Another point of view for this change, from someone coming from C, the reference operator seems to me a way to get the variable address, that's the way I used for getting pointers. I mean, it is the same operator but with different semantic on different contexts, doesn't that feel a little bit wrong for you too?

Solution

I guess you're missing the point of C++, and C++ semantics. You missed the fact C++ is correct in passing (almost) everything by value, because it's the way it's done in C. Always. But not only in C, as I'll show you below...

Parameters Semantics on C

In C, everything is passed by value. "primitives" and "PODs" are passed by copying their value. Modify them in your function, and the original won't be modified. Still, the cost of copying some PODs could be non-trivial.

When you use the pointer notation (the * ), you're not passing by reference. You're passing a copy of the address. Which is more or less the same, with but one subtle difference:

typedef struct { int value ; } P ;

/* p is a pointer to P */
void doSomethingElse(P * p)
{
   p->value = 32 ;
   p = malloc(sizeof(P)) ; /* Don't bother with the leak */
   p->value = 45 ;
}

void doSomething()
{
   P * p = malloc(sizeof(P)) ;
   p->value = 25 ;

   doSomethingElse(p) ;

     int i = p->value ;
   /* Value of p ? 25 ? 32 ? 42 ? */
}

The final value of p->value is 32. Because p was passed by copying the value of the address. So the original p was not modified (and the new one was leaked).

Parameters Semantics on Java and C Sharp

It can be surprising for some, but in Java, everything is copied by value, too. The C example above would give exactly the same results in Java. This is almost what you want, but you would not be able to pass primitive "by reference/pointer" as easily as in C.
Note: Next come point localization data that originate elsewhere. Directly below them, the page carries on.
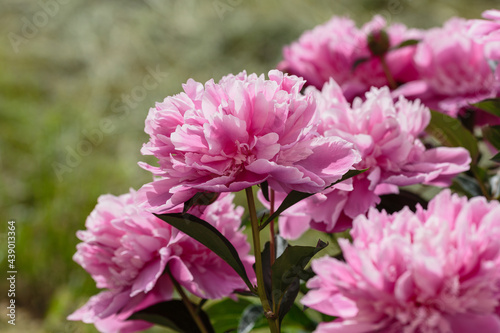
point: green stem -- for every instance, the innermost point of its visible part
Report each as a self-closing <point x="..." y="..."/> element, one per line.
<point x="387" y="72"/>
<point x="480" y="182"/>
<point x="271" y="317"/>
<point x="188" y="304"/>
<point x="272" y="244"/>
In C#, they added the "ref" keyword. It works more or less like the reference in C++. The point is, on C#, you have to mention it both on the function declaration, and on each and every call. I guess this is not what you want, again.

Parameters Semantics on C++

In C++, almost everything is passed by copying the value. When you're using nothing but the type of the symbol, you're copying the symbol (like it is done in C). This is why, when you're using the *, you're passing a copy of the address of the symbol.

But when you're using the &, then assume you are passing the real object (be it struct, int, pointer, whatever): The reference.

It is easy to mistake it as syntaxic sugar (i.e., behind the scenes, it works like a pointer, and the generated code is the same used for a pointer). But...

The truth is that the reference is more than syntaxic sugar.

Unlike pointers, it authorizes manipulating the object as if on stack.
Unline pointers, when associatied with the const keyword, it authorizes implicit promotion from one type to another (through constructors, mainly).
Unlike pointers, the symbol is not supposed to be NULL/invalid.
Unlike the "by-copy", you are not spending useless time copying the object
Unlike the "by-copy", you can use it as an [out] parameter
Unlike the "by-copy", you can use the full range of OOP in C++ (i.e. you pass a full object to a function waiting an interface).

So, references has the best of both worlds.

Let's see the C example, but with a C++ variation on the doSomethingElse function:

struct P { int value ; } ;

// p is a reference to a pointer to P
void doSomethingElse(P * & p)
{
   p->value = 32 ;
   p = (P *) malloc(sizeof(P)) ; // Don't bother with the leak
   p->value = 45 ;
}

void doSomething()
{
   P * p = (P *) malloc(sizeof(P)) ;
   p->value = 25 ;

   doSomethingElse(p) ;

     int i = p->value ;
   // Value of p ? 25 ? 32 ? 42 ?
}

The result is 42, and the old p was leaked, replaced by the new p. Because, unlike C code, we're not passing a copy of the pointer, but the reference to the pointer, that is, the pointer itself.

When working with C++, the above example must be cristal clear. If it is not, then you're missing something.

Conclusion

C++ is pass-by-copy/value because it is the way everything works, be it in C, in C# or in Java (even in JavaScript... :-p ...). And like C#, C++ has a reference operator/keyword, as a bonus.

Now, as far as I understand it, you are perhaps doing what I call half-jockingly C+, that is, C with some limited C++ features.

Perhaps your solution is using typedefs (it will enrage your C++ colleagues, though, to see the code polluted by useless typedefs...), but doing this will only obfuscate the fact you're really missing C++ there.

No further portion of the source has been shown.